Some “typical” transformations • If you have area data, a square root transform is often useful (converts area to something proportional to the radius or length). • Similarly with volume, a cube root transformation may be appropriate. • With financial data (incomes, etc.), a log transform may be appropriate. Logs change percentage increases to constant increases, thus if a unit increase in X results in a 10% increase in Y, it also results in a 0.0953 increase in Y.
A general strategy • Fit the raw data (X and Y) with a least squares line. See if you get a good residual plot. If so, stop and be happy • If not, try a polynomial regression (quadratic or cubic). If one of these fits, stop and be happy (remember, fit the smallest model possible). • If a polynomial regression does not work, try transforming Y to log, sqrt, and cube root (i.e. perform three more regressions). Fit a cubic polynomial regression on each of these and determine the best outcome. Choose the transformation that provides the best residual plot. • If none of those work, then regression might not be effective (there are more advanced techniques) or you may have to start transforming X as well. This becomes true trial and error. Consult your friendly local statistician.

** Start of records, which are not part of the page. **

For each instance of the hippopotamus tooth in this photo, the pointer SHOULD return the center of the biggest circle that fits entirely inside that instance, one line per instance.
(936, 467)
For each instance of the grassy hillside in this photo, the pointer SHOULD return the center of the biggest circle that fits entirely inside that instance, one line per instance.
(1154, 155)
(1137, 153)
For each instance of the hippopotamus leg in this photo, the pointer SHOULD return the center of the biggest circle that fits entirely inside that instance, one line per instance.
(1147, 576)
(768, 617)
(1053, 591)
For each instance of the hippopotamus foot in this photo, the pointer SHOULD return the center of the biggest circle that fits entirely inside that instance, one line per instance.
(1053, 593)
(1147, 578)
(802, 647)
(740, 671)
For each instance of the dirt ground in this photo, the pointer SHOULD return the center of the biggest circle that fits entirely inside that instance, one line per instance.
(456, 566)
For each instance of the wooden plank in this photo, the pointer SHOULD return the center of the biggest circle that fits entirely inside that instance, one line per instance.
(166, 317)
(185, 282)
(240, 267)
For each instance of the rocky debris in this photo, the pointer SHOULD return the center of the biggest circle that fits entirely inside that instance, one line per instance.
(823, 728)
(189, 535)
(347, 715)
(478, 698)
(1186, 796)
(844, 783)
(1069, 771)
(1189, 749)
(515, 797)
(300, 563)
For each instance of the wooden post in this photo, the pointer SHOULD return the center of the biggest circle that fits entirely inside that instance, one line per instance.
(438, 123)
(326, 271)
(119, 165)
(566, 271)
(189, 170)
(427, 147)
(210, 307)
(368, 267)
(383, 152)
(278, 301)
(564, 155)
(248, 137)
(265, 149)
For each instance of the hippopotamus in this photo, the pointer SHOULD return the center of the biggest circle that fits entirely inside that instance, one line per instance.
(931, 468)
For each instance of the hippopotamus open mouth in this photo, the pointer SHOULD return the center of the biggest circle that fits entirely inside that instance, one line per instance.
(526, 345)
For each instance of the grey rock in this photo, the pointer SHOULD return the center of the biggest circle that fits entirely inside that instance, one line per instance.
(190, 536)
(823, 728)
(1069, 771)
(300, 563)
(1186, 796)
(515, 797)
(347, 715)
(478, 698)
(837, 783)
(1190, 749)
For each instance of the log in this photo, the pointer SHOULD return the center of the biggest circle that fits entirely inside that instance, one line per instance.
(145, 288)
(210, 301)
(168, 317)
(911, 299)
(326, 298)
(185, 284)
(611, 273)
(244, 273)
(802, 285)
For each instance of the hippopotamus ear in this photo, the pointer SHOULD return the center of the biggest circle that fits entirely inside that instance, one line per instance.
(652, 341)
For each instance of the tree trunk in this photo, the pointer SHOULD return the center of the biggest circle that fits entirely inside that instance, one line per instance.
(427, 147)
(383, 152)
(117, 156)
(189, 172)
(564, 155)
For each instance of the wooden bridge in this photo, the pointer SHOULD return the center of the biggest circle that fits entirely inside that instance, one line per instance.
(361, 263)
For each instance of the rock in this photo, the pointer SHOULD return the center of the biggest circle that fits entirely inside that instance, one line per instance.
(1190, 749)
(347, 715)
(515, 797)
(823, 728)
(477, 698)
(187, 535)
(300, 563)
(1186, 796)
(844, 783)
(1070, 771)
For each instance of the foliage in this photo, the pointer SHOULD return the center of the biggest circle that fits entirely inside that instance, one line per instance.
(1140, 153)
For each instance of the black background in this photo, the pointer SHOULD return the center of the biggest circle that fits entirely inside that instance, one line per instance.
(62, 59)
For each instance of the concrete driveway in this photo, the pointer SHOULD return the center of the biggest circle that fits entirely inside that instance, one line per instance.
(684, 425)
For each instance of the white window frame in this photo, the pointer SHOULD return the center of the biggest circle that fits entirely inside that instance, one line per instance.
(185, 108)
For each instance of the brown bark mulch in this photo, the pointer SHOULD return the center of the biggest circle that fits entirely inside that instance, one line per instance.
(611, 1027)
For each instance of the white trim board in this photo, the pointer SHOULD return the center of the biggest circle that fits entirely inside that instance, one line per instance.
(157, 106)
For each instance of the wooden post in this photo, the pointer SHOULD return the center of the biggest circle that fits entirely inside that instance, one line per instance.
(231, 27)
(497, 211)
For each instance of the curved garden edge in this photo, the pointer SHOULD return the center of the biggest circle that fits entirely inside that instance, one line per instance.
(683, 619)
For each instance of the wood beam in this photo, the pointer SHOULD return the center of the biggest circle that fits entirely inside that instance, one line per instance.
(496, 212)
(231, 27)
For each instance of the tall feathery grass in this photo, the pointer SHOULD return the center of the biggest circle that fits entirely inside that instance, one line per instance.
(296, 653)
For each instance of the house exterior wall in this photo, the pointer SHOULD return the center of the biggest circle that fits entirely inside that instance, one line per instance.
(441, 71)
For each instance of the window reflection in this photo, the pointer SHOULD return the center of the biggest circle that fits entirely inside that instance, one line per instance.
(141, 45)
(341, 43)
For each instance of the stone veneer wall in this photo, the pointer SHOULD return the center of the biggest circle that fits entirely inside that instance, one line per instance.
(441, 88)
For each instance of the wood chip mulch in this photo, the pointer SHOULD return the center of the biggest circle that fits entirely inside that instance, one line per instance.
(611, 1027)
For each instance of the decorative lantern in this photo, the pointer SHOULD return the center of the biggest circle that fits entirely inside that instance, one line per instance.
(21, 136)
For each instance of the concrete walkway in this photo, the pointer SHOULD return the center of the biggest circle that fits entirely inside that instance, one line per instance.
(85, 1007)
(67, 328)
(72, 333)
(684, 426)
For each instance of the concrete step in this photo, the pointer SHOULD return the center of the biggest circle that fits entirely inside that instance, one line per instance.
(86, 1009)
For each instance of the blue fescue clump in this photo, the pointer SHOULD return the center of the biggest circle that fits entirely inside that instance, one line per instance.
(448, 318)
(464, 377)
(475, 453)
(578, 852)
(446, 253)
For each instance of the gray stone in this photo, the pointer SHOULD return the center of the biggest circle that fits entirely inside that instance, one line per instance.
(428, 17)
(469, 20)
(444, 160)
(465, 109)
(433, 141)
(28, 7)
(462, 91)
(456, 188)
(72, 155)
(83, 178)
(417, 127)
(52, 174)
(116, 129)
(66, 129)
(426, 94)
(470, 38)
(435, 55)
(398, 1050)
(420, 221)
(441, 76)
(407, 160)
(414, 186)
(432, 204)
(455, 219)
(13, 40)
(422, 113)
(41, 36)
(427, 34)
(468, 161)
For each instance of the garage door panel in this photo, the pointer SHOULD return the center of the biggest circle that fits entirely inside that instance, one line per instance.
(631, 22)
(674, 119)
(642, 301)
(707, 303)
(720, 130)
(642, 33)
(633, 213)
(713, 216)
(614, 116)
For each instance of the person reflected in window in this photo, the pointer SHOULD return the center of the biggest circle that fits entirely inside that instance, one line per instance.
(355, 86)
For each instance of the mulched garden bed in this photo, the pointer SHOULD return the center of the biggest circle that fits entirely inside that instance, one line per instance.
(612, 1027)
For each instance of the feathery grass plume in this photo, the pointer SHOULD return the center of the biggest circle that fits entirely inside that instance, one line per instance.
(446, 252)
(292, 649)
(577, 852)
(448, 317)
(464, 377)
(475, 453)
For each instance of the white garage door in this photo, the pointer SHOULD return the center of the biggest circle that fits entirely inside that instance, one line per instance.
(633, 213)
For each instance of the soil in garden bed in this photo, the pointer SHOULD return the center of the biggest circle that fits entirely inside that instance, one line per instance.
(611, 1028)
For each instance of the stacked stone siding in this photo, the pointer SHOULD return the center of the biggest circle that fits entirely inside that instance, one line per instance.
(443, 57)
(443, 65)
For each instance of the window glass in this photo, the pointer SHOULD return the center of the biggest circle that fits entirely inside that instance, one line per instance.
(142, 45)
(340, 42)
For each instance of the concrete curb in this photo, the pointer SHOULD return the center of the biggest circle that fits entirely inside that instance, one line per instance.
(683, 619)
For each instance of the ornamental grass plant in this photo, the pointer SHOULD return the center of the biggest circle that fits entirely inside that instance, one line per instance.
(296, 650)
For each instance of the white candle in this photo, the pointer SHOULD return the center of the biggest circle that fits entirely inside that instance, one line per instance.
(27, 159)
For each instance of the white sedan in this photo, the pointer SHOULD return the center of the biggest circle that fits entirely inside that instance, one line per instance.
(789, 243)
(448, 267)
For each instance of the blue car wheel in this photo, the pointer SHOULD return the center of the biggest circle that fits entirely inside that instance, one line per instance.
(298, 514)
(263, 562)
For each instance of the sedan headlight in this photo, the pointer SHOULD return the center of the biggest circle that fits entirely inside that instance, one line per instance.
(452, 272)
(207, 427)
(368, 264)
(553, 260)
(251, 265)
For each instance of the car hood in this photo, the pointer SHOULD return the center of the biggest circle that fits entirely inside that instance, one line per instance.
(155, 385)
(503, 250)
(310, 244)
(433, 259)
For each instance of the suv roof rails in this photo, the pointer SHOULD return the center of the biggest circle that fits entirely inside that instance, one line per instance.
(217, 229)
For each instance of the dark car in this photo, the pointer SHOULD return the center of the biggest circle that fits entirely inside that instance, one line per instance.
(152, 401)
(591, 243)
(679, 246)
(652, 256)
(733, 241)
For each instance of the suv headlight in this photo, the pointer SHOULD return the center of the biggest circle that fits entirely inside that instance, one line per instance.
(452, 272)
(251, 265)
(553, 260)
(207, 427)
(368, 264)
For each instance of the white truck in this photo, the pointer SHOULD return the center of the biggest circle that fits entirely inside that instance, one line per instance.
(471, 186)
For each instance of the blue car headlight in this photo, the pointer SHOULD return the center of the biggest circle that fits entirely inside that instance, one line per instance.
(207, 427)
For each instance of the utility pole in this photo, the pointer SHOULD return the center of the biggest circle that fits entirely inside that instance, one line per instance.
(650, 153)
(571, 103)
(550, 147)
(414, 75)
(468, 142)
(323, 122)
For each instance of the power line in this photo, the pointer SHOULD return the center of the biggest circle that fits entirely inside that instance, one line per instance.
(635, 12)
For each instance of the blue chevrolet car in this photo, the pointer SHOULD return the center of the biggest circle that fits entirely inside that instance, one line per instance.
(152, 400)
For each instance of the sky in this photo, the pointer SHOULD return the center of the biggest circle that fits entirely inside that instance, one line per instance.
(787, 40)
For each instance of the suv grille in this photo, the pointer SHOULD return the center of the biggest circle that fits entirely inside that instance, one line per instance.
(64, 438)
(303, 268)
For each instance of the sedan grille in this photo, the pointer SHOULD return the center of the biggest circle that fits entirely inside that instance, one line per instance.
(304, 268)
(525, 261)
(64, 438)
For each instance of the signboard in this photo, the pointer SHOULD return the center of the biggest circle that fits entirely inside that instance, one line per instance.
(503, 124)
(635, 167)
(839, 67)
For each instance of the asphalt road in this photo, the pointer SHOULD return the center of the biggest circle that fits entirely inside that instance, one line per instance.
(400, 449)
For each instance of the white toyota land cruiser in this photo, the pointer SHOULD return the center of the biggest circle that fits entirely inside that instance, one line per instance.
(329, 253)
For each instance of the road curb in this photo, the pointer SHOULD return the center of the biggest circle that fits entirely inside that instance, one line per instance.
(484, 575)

Back to the ethanol data. • We can see from the scatterplot that E and NOX are not linearly related. • We tried a cubic regression and that didn’t work. • Now off to the transformations. We fit cubic regressions with log(Y), sqrt(Y), and cbrt(Y) as the response variables. • We may be able to get satisfactory results with something less than cubic, but if cubic doesn’t work the lower order models won’t either, thus we start with cubic models.
Square root transformation. Still clear curvature. Scatterplot Residual plot
Cube root transformation. Improved, but still some curvature.
Log transformation. Still some lack of fit, but best of the bunch.
Log transform is not perfect, but best we can do right now (I encourage you to play with the data on your own) • After we have chosen the log transformation on the basis of the best residual plot (and decided it is “ok”, if certainly not a great residual plot), we look at the p-value for the cubic term to see if we can remove it. We can. Parameter Estimates Parameter Standard Variable Label DF Estimate Error t Value Pr > |t| Type I SS Intercept Intercept 1 -11.32827 2.48931 -4.55 <.0001 19.62487 E 1 25.55212 8.69871 2.94 0.0043 0.31320 E_2 2nd power of E 1 -10.74539 9.86507 -1.09 0.2792 34.56387 E_3 3rd power of E 1 -2.43334 3.63758 -0.67 0.5054 0.02403
Quadratic model for log(NOX) • The quadratic model produces almost identical scatter and residual plots. The quadratic term is significant, so this is our final model. Parameter Estimates Parameter Standard Variable Label DF Estimate Error t Value Pr > |t| Type I SS Intercept Intercept 1 -12.95199 0.55039 -23.53 <.0001 19.62487 E 1 31.31051 1.24771 25.09 <.0001 0.31320 E_2 2nd power of E 1 -17.32873 0.68084 -25.45 <.0001 34.56387
Extras • There are more advanced ways of dealing with polynomial regression and transformations, which we do not address in STA671. • Polynomial regression can be extended to handle more general curved models, such as splines (piecewise polynomials with desirable smoothness properties) • Transformation can be selected automatically by using something called a Box-Cox transformation, which automatically determines the appropriate exponent to transform your data (with a tradeoff of some interpretability). • Consult your friendly local statistician.